With your witchcraft and sorcery, you roped me in and I won't lie by saying it was not very nicely executed; too nicely. Now as you do it to another, all I can do is sit back and watch for fear of being thought of as insane as you are. Because I asure you, we are opposites. We used to have so much in common, but as it turns out I had only simmilarities with your facade, hardly with anything deeper than skin. Who even are you?
They say the eyes are the gateway to the soul, but yours has long gone, and as I look into your blue eyes that once shimmered, all I see is filthy canal water, littered with trash. I know. It simply rotted away with every bit of decency you ever gripped in your hand so tight it exploded all over you so you could wear it with pride; was there ever such a day? Or were you simply always the scum of the earth?

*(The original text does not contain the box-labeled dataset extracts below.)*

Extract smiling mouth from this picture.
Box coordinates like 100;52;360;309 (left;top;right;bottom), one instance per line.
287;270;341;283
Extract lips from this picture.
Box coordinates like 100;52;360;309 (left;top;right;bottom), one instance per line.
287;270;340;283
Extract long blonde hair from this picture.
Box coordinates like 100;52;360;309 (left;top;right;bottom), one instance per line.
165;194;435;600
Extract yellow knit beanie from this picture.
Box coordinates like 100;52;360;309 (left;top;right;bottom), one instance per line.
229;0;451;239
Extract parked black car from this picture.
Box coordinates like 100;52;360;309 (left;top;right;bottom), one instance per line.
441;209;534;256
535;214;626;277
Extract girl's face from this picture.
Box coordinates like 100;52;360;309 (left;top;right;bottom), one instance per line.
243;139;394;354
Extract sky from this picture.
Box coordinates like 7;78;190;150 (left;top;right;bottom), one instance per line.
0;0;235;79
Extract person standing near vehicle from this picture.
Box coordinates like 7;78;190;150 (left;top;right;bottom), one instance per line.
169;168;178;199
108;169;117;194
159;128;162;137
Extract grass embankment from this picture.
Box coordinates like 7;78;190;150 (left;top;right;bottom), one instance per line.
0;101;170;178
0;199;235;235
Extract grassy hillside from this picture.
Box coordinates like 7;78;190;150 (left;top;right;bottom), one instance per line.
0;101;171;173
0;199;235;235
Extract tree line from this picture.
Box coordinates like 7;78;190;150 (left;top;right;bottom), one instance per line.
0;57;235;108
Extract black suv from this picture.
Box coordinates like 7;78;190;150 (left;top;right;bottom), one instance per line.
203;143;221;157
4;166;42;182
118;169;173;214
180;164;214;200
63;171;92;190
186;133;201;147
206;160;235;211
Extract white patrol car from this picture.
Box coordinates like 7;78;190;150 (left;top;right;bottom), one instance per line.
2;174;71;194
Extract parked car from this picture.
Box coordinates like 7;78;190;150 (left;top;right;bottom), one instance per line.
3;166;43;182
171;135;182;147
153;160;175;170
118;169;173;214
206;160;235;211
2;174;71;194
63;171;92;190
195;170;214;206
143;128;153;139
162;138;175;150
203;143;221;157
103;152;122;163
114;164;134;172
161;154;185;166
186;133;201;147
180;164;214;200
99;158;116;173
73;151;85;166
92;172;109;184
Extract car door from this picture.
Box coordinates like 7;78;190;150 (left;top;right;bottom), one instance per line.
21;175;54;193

I want to soar miles above you as I flip from the trampolines, fly high above all your pety test marks and see your face scrunch up in a rage so strong, built on a foundation of pure envy, surely it will explode from within the very core of you; to know, as much as you tried, that I beat you, I was stronger than you and now you're nothing, clinging to your 'friends' who find you as pathetic as I do.
You've turned this into a war, you pick one side; ali or foe? And I hate to tell you this, 'Philly', but my side of the fence has the sunshine and your side will forever and always posess the rain. You're a pysco who needs to be locked up for the rest of your days so you will never hurt another living soul as badly as you have hurt me; I despise you more than any blood on my hands could ever describe.
Why should I sink to your level?
Why should anyone?
To me...you are invisible.
Uhh, yeah. ;-;
Also I know Phil wouldn't even hurt a fly but as it says in this, said person I'm talking about had blue eyes so it seemed more approptiate; this is fanfiction, sue me.
This is about as personal is this is gonna get, but I just thought I'd upload it anyway. #YOLO and stuffs. Hmm. Never again, ok? Never.